London, Feb 12, IRNA - "Raising the temperature against the 'Persian menace' is nothing new," according to an Iranian academic based in the UK.

"We are periodically subjected to rhetorical flourishes, particularly when allies wish to reaffirm their loyalty to one another," says Ali Ansari, an associate fellow at the London's Royal Institute of International Affairs.

In an article for the New Statesman magazine, he referred to the so-called threat of Iran again looming large over the horizon just three years after the country was notoriously branded by US President George W Bush as a member of the "axis of evil."

"In his most recent State of the Union address, Bush reminded the world that the Islamic Republic was the primary sponsor of state terrorism," Ansari added.

The US president also let it be known Iran would in "no way be allowed to acquire nuclear weapons technology."

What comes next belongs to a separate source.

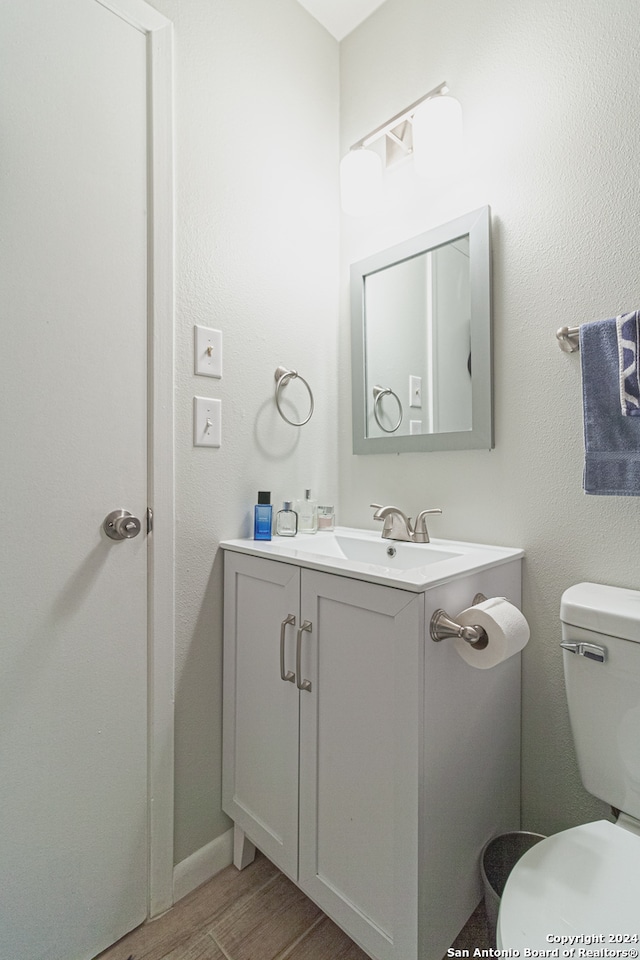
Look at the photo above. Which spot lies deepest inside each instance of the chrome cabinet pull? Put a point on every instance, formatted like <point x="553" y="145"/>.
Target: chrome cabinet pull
<point x="289" y="675"/>
<point x="302" y="684"/>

"Thus, as (US Secretary of State) Condoleezza Rice engineered US bridge-building with "old Europe" (and the EU in general), a natural consequence of this process of healing was for everyone to heartily join in a condemnation of Iran," he said.

The Iranian academic, who is also a Reader in Modern History at the University of St Andrews in Scotland, said it was an "age old stereotype, which sees the Persians as cunning, interfering, manipulative, and essentially mendacious."

It was "a prejudice which precludes any meaningful dialogue or negotiation," he said, but argued that such demonisation of Iran could not be further from the truth.

Ansari first of all first deconstruct the claim that Iran poses a military threat to the stability of the region or, indeed, the world, by saying its last war of aggression was launched by a Persian monarch nearly 300 years ago in 1739.

Since then Iran has been much more of a victim culminating with Iraq's invasion in 1980. Even then, the Iranian academic suggested that Tehran was misrepresented and wrongly blamed as history has proved, while Iraq enjoyed the support of most of the world.

As a further example, he referred to the arrest of a former Iranian ambassador in Britain last year, pending extradition. "But despite two months of incarceration, no evidence was forthcoming, and he was released," he said.

"Given the importance of this allegation, and the ten years that the authorities had to collect evidence, this is a curious absence," Ansari said.